I have heard that it takes some Souls a few lifetimes to "get used to" being in a Body that is "opposite" their Soul's "Gender", and perhaps this is what is being seen, and voiced in so much earnest throughout our media outlets. (One reason to me is undoubtedly the mass consciousness' addiction to drama and the use of a human being's personal "torment" as entertainment and sport- through which I have not observed any notable, or in depth, Healings that have occurred in any of these "reality stars'" inner lives. That of course is another subject- sort of...) I feel that there is so much outcry for various reasons- but the foremost reason in my inner sense is that- people (mass consciousness) do not know, are not aware of, the Soul, the Soul's Record and the Past Life backstories that have informed the current story of their physical life.

It would soothe and dissolve so much pain that a person with these queries was facing if this were information, this Soul Knowledge, that was being worked with for each individual- on a mass scale.

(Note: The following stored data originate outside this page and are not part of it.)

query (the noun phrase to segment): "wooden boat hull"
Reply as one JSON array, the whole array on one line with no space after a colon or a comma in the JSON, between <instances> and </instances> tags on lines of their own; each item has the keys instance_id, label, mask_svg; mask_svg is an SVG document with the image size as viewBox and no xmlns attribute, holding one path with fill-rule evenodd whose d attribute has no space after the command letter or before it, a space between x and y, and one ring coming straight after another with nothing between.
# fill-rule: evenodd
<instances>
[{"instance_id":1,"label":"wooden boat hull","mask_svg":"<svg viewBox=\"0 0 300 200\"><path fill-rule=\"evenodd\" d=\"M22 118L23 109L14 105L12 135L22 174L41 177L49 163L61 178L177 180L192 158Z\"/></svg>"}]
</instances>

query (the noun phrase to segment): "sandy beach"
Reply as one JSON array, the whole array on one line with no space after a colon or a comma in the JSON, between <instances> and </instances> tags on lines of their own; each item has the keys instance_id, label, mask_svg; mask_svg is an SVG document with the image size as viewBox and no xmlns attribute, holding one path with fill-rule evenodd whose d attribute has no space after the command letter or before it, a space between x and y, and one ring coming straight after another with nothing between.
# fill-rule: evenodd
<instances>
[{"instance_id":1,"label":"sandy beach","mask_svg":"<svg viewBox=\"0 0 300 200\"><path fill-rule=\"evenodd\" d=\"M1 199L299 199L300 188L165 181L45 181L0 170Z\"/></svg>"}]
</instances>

       This while keeping in Mind that we are Here, in this body, whatever Body that is- to add to the Richness of WHO WE ARE, at a Level of That which Is Eternal. And it is though the Experiences of "Contrast" (meaning experiencing the opposite of what which we feel we prefer in any given moment, which assists us in redefining and realigning ourselves with Our individual specific truth of who we are), that we as Higher Beings of Light and Creation are offered by having this experience in this very dense atmosphere that is called the 3rd Dimension, that we Souls expand and continue to Grow. Some of these challenges (ie- painful experiences) may certainly be intended by the Soul/Higher Self to be fodder for Growth. Certainly, when it comes to a Soul's story, NO two are alike- and it is not always apparent to the uinaware human just what are the larger meanings that have fueled a certain experience!

What I am offering here, though to all those who are going through something like this:

Knowing the story/stories of the Soul's journey adds a richness
to the current Life experience in so many ways-
including an appreciation for This current Life,
an Inner Knowing and Peace that All is Divine and All is "Right",
that we can never really get it "wrong", that we are
 Empowered to Change/Script the Story in a way that is more suitable to how we've grown, 
and the Knowledge that when this one "ends"-
it is NOT the "end"- but some of these are other stories.